Operando FT-IR measurements were conducted on a BRUKER-Fourier Transform Infrared Spectrometer-TENSOR27. A stability potential was applied to the catalyst electrode for 10 min before carrying out all infrared spectral. Before each OER measurement of the system, the background spectrum of the catalyst electrode was obtained under the open circuit voltage, and the measurement potential of OER was in the range of 1.2–1.8 V with an interval of 0.1 V. Operando Raman spectroscopy measurements were conducted on a LabRAM HR Evolution spectrophotometer with 532 nm wavenumber of the excitation light source. Under each applied voltage, the system was stabilised for 5 min before the measurements.

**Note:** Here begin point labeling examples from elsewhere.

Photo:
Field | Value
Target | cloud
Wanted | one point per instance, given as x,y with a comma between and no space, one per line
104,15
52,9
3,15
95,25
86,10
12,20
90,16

In-situ transmission electron microscope

A Protochips liquid cell holder (Poseidon Select 550) was used for the in-situ EC-TEM and EELS analysis. The working electrode, counter electrode and reference electrode on the electrochemical chip used for in-situ experiment are all made of Pt. The electrochemistry chip was washed in HPLC-grade acetone, methanol, and ethanol for 2 min to remove its protective coating before loading the catalysts. Then, the membrane side was plasma cleaned for 2–5 min with an Ar/O2 mixture to render it hydrophilic. Once the plasma is cleaned, the surface will remain typically remain hydrophilic for several hours. After that, solvent-dispersed samples of (NiCo)S1.33 was placed directly onto the silicon nitride observation window of the bottom (spacer) E-chip using a pipette. Particularly, in order to obtain a clear field of vision and prevent a large number of samples from piling up and damaging the silicon nitride film of the chip during the in-situ experiment, we only dropped a small amount of pure sulphide nanoparticles on the chip. Before the closure of the in-situ cell, the chip was dried under air by baking for 1 min at a temperature of 50 °C to ensure that the catalysts were tightly adsorbed on the working electrode. The electrolytes (0.1 M KOH) were flushed into the in-situ cell after its introduction into the microscope at a constant 1 μL min−1 flow. Electrochemical experiments were performed with a Gamry 600+ potentiostat in an aberration-corrected scanning transmission electron microscope (FEI Titan Cubed Themis G2 300, FEI, USA) operated at 300 kV, operated in continuous capture mode to yield image sequences of the dynamics during electrocatalysis. The scan rate to 100 mv/S during the in-situ CV test. The movie was recorded at 10 frames per second in STEM mode.